Women before, during and after birth are human beings (and again very slowly for doctors and a few nurses and midwives as well: YOUNG. MOTHERS. ARE. HUMAN.BEINGS!)
Violence during pregnancy and during or after childbirth is a crime.
It is not ‘necessary’.
Forcing a woman to stay in a position in which she cannot bear the pain (a pain, moreover, that scientists put down as one of the most severe that a human being can endure) is an act of violence.
Shaming and belittleing a birthing woman is an act of violence.
Cutting a birthing woman open without her valid consent -that is consent given after the woman made an informed decision- is an act of violence.
Pressuring a woman to give up her right to make decisions concerning HER OWN body in potential favour of the unborn child is an act of violence.
Ignoring a woman’s ‘STOP’ is an act of violence and -if that includes your hands up her vagina or fumbling around with her breast trying to stuff a bleeding nipple into a screaming newborn’s mouth- sexual assault.
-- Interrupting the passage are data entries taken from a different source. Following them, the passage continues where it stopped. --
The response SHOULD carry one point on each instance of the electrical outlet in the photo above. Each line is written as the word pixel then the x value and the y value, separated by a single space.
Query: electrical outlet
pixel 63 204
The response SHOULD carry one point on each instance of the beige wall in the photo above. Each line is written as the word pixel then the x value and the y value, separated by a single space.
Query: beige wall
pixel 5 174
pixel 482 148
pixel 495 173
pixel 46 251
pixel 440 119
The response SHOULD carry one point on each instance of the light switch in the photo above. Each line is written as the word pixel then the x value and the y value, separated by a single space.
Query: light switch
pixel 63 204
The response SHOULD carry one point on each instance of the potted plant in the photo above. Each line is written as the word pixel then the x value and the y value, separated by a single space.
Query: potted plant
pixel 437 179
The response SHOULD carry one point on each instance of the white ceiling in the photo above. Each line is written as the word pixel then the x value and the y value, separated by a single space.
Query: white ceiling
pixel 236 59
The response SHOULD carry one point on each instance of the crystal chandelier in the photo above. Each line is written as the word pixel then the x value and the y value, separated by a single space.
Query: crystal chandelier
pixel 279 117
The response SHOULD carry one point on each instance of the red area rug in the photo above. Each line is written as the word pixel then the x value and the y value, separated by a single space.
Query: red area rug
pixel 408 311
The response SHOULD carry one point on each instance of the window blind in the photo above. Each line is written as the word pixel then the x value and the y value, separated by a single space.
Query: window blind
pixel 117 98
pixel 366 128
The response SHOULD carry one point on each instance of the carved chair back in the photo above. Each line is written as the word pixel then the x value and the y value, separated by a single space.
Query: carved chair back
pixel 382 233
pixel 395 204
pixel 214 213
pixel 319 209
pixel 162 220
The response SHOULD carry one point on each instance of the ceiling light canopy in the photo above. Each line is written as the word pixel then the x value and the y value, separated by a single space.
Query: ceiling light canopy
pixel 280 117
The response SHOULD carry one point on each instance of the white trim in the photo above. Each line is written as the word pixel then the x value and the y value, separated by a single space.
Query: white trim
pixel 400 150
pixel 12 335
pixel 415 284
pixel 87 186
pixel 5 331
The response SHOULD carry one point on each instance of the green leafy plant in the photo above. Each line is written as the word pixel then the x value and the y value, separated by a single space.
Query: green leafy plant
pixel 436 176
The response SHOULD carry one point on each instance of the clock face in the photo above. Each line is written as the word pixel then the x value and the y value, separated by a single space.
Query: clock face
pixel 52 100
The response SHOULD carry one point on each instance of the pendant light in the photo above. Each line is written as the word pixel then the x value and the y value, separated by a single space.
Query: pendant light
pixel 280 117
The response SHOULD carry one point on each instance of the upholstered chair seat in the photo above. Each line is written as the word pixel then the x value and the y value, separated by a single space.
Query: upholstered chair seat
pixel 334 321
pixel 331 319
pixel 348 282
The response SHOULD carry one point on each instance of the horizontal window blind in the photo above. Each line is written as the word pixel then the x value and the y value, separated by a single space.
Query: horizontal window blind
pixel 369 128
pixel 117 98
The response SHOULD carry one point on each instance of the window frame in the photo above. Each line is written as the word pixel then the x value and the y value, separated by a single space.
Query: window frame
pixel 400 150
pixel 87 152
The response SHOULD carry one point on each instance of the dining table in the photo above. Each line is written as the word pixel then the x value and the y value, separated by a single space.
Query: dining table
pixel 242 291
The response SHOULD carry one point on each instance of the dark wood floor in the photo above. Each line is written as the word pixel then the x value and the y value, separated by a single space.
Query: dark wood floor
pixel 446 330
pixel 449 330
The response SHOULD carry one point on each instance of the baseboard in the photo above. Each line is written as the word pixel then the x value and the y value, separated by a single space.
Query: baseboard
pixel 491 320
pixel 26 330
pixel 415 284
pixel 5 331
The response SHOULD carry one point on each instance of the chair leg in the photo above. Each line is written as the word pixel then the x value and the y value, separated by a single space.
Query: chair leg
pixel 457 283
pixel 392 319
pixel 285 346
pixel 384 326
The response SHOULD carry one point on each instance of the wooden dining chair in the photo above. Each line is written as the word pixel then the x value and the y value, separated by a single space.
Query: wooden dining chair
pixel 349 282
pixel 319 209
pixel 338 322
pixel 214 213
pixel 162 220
Invalidating a woman’s experience is an act of violence.
Yes yes yes, I know. Sometimes there is an emergency… yeah, you know, if you have time enough to say to the concerned nurse ‘oh, she’s not even im pain, she’s just acting the diva.’ you have enough time to say ‘dear, I know this is terrible frightening and you’re in pain, but we need to move fast now to make sure you and baby are ok. We’re taking good care of you. It’ll be over soon’- that makes the difference between a difficult birth and a traumatic one.
And besides, 1/3 of all mothers describe birth as being traumatic. Not 1/3 of all births include emergencies. So stop using that stupid argument to rectify you bad work.
You’re stressed, I get it. We have a global healthcare crisis. I am truly sorry for that. But if you’re so stressed it makes you feel that violence is needed to make the system work, then it’s probably time to step back.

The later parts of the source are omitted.